Prise en charge symptomatique
Le contrôle des crises épileptiques repose sur les antiépileptiques non inducteurs enzymatiques (lévétiracétam, lacosamide), évitant les interactions avec les traitements immunosuppresseurs. La prévention des complications thromboemboliques (héparine de bas poids moléculaire) et des ulcères de stress (inhibiteurs de la pompe à protons) est systématique en réanimation.
Prévention : vaccins et mesures de santé publique
Vaccination ciblée
Le vaccin inactivé contre l'encéphalite japonaise (IXIARO®) confère une protection à 96 % après deux doses, recommandé pour les expatriés en zone d'endémie. La vaccination anti-TBE (FSME-Immun®) prévient 95 % des cas d'encéphalite à tiques en Europe centrale, nécessitant un rappel trimestriel avant exposition.
Prophylaxie vectorielle
Les mesures anti-vectorielles combinées (répulsifs à base de DEET 50 %, vêtements imprégnés de perméthrine, éviction des zones humides) réduisent de 70 % le risque de piqûre de tique. La détection précoce des foyers de West Nile par surveillance aviaire active a permis de diminuer l'incidence humaine de 40 % dans le Sud-Est français.
Surveillance épidémiologique renforcée
L'inscription des encéphalites à déclaration obligatoire en 2021 a permis une cartographie précise des foyers émergents, avec signalement systématique des cas groupés d'origine alimentaire (produits laitiers crus). Les réseaux de laboratoires de référence (CNR des arbovirus) coordonnent la veille génomique des souches virales circulantes.

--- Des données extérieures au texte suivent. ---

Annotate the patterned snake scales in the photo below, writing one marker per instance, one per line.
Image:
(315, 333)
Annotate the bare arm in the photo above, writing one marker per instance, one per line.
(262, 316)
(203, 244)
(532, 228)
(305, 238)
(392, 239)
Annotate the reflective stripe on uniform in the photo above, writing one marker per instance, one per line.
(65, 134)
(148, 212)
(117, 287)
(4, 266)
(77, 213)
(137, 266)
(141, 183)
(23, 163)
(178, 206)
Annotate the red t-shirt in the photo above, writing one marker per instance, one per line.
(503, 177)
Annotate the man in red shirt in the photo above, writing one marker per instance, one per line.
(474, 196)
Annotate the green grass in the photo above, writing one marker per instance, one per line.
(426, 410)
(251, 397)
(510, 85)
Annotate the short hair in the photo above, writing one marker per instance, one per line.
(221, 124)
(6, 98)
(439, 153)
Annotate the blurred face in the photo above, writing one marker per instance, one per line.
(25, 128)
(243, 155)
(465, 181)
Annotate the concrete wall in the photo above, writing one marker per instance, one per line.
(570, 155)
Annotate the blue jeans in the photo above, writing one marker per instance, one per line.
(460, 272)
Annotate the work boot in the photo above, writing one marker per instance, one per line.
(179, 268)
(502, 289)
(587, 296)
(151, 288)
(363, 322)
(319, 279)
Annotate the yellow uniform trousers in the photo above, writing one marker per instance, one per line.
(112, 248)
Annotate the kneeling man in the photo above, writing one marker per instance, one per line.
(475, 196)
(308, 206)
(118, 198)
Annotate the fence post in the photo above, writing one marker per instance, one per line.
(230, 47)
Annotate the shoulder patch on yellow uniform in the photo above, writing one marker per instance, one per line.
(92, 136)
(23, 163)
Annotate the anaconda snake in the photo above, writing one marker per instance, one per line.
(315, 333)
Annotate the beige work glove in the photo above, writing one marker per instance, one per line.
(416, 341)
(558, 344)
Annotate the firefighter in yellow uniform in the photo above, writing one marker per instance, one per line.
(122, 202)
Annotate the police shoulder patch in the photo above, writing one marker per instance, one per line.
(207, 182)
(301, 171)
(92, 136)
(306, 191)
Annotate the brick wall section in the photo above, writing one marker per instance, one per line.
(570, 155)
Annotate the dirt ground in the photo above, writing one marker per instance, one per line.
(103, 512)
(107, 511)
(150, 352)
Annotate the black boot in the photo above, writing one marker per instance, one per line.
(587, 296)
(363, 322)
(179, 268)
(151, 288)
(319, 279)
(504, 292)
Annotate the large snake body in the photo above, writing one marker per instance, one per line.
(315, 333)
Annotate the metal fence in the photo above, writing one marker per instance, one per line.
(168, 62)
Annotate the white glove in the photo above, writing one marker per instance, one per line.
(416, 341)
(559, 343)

Perspectives de recherche et innovations thérapeutiques
L'essor des techniques de séquençage à haut débit (métagénomique) permettra d'identifier de nouveaux pathogènes émergents dans 30 % des encéphalites actuellement cryptogénétiques. Les biomarqueurs inflammatoires (CXCL10, IL-6) guideront l'adaptation précoce des immunothérapies. Enfin, les modèles organoïdes cérébraux ouvrent la voie à des tests pharmacologiques personnalisés, limitant les séquelles à long terme.
Conclusion
L'encéphalite demeure un défi diagnostique et thérapeutique majeur en neurologie aiguë. L'approche multidisciplinaire associant virologie, immunologie et neuro-réanimation a considérablement amélioré le pronostic vital, mais la prévention des séquelles neurocognitives nécessite des innovations thérapeutiques ciblées. La vaccination systématique des populations à risque et le renforcement des systèmes de surveillance vectorielle constituent des leviers essentiels pour contrôler l'émergence des arboviroses en contexte de changement climatique.